香川外科の愉快な仲間たち

こうやまみか

久米先生編 「夏事件」の後 75

 畏れ多くもかしこくも香川教授まで巻き込んでしまうということなんだろうな。
 田中先生はこの医局では一介の医局員だけれども「影の医局の長」だとか「香川教授の懐刀ふところがたな」として密かに恐れられているし、その上オレも目撃者と証言した教授が凱旋帰国した直後の医局騒動の速やかな収束の最大の協力者だったことも有ってか、香川教授と親しく話せる人でもあるけれど、香川教授がウチの拙宅にご降臨とかは両親はどうして良いか分からずに右往左往しかしないような気がする。

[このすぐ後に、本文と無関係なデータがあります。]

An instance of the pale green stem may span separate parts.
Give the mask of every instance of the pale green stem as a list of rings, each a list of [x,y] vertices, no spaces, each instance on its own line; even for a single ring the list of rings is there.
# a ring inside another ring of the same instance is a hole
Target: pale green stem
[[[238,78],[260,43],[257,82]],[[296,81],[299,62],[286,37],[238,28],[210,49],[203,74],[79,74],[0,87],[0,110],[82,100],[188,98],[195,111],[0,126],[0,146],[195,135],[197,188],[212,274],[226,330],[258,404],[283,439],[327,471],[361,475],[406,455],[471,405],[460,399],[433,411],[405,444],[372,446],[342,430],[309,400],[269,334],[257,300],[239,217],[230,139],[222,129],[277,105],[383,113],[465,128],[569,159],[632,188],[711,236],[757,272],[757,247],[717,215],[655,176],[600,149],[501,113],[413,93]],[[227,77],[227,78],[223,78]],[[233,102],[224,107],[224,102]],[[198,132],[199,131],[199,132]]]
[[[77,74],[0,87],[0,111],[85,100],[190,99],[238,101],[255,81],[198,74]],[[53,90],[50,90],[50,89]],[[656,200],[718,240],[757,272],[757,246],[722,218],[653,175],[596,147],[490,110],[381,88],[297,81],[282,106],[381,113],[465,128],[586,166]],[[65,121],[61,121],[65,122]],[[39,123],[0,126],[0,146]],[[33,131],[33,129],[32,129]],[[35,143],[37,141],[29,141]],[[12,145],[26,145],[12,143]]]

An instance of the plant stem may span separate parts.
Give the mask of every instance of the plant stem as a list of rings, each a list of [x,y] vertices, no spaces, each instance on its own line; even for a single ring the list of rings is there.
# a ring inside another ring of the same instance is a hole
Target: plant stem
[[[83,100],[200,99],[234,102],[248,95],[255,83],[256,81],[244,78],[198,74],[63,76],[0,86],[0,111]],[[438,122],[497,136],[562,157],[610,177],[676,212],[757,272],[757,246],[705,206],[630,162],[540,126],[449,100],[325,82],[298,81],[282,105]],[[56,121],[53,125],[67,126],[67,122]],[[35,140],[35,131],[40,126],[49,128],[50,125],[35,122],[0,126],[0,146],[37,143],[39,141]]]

 お父さんなんて「香川教授がウチにいらして下さるんだって、さ」とか言ったら、禁煙パイポに火を点けて燃やしてしまうとか、椅子から落っこちるほどの驚愕振りを見せるだろうし。
 ああ、そういえば想定外の出来事に物凄く弱いオレだったけれど、もしかしなくてもお父さんの遺伝のような気がしてきた。

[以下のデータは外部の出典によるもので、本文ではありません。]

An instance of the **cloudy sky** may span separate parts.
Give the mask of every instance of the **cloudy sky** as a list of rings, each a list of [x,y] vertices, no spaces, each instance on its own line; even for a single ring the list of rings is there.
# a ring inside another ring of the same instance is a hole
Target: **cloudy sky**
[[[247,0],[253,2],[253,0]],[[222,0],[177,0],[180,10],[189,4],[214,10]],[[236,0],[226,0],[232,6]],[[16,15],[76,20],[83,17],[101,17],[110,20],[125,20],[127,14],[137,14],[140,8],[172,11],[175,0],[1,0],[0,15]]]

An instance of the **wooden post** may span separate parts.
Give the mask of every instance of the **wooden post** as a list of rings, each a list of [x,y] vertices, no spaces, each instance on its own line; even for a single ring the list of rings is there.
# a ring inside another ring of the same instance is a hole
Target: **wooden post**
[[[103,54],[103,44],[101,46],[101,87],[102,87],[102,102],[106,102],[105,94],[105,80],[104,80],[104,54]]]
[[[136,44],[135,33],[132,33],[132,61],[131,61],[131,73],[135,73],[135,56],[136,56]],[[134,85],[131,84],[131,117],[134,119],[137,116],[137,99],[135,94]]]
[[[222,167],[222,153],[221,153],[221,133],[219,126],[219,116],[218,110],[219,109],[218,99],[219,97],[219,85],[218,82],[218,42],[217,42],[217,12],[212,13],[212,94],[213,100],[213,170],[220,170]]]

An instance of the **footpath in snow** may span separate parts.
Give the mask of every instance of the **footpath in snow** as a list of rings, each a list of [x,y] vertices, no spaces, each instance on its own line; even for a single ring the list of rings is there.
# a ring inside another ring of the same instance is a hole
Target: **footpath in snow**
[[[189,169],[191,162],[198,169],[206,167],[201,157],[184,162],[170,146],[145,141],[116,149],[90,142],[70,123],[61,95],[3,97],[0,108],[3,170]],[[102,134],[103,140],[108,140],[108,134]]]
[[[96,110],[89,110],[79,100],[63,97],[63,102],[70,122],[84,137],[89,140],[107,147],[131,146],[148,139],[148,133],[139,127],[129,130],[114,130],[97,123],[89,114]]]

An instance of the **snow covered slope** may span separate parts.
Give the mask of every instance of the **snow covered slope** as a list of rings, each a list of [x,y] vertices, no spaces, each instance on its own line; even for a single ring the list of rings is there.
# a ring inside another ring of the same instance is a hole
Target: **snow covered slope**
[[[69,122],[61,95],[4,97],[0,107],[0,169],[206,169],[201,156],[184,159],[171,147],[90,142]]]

「香川に――いや、香川教授に何を頼むんだ?そりゃあ、久米先生のお父さんに会って説得するとかするなら効果的だろうが……。
 教授は医学用語とか手術の説明こそ得意だし、患者さんやご家族の信頼を――前評判がなくても――5分程度で勝ち取ってしまうのは事実だが、その他の説得とかは苦手だろ?しかも香川……教授は独身だ。
 これが既婚者だったら『御嬢さんを私に下さい。必ず幸せにしますから』的なテンプレだけじゃなくって、ある程度の会話も経験済みだから良いだろうが。
 久米先生の入局が決まったのも――大学の成績が良かったことと、黒木准教授の推薦が有ったことも確かだが――決め手になったのは『本日の日経平均株価』を聞かれて、知らないと正直に言った後に、野球の話しで会話を続けられた点だ。
 それもこれも香川教授が最も苦手にしているコミュニュケーション能力の高さを久米先生が持っていたからだが、逆を言えば『お付き合いを許して貰えますか』的な話しが出来るとは思えないな……」
 柏木先生の口調は決して馬鹿にしているとか見下しているとかいう感じではなくて、元同級生の短所を案じているような雰囲気だった。
「それは分かっています。教授にそんなご足労もかけられないので、柏木先生の奥さんに直接言って貰おうかなと。
 香川教授から『看護師の地位向上のためにも、そしてさらにうら若き看護師が愛人候補ではなくて、れっきとした恋人とか婚約者として扱われるような風潮を病院内に作り出したいのです。そのためにお力をお貸し願えませんか』みたいなことを、手術控室で――ああ、柏木先生も同席して下さいね。二人きりだとあらぬウワサを立てられるのは困りますので――言って貰うだけなのですが」
 それって。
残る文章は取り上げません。